Three little numbers known as a credit score will determine a lot of your financial life. Credit scores help lenders assess your “risk factor” and unlike high-school girls, lenders aren’t interested in dealing with a risky bad boy. The lower your credit score, the more likely they think you are to default on a loan, make late payments or jet off to a foreign country and assume a new identity.
I first learned my credit score in a small, back-alley realtor office in New York City. My roommate and I were struggling to find a clean, safe, rodent-free apartment with an affordable price tag for two young twenty-somethings.
The realtor insisted I fork over $30 to run a credit report for my prospective landlord. After giving her my weekly food budget, I was informed I had a score in the 700s – which was apparently good enough for my landlord-to-be to deem me responsible.

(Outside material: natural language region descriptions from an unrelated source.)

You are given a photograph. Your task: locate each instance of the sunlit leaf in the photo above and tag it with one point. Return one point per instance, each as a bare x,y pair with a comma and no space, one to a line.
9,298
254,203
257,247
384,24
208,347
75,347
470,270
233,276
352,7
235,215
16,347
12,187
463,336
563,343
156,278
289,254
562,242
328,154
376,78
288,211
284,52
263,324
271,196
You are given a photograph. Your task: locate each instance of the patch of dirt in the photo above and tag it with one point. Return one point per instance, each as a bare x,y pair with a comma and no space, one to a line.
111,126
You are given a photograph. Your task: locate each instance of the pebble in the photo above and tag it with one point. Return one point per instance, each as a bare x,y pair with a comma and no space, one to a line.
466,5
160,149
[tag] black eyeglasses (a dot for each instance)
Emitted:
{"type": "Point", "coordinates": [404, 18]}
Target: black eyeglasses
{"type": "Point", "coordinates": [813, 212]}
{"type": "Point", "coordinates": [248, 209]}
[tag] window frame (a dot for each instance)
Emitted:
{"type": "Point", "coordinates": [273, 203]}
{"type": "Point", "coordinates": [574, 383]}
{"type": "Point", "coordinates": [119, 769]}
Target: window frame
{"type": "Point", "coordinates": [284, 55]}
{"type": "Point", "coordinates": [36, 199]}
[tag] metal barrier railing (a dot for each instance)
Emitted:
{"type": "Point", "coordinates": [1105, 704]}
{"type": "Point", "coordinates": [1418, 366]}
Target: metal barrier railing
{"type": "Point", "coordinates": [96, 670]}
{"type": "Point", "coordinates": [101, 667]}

At the time, I had no idea what the score meant or where it had come from.
The answer: through the diligent use of a credit card in order to establish credit history.
What goes into a credit score?
Fair Issac and Company (or FICO) – who owns the definition and scores credit – uses five different factors to assign you a credit score.
Payment history (35%): do you make payments on time? Missed payments can crush your credit score quickly
Amounts owed (30%): the more debt you have, the lower your score. But even more important than the total amount you owe, is the amount you owe in relation to your total credit limit –which is called utilization. If you max out every card you have, you will get punished
Length of credit history (15%): the longer you’ve had credit, the better
New credit (10%): this looks at how many new accounts you have opened, and many times you have applied for credit.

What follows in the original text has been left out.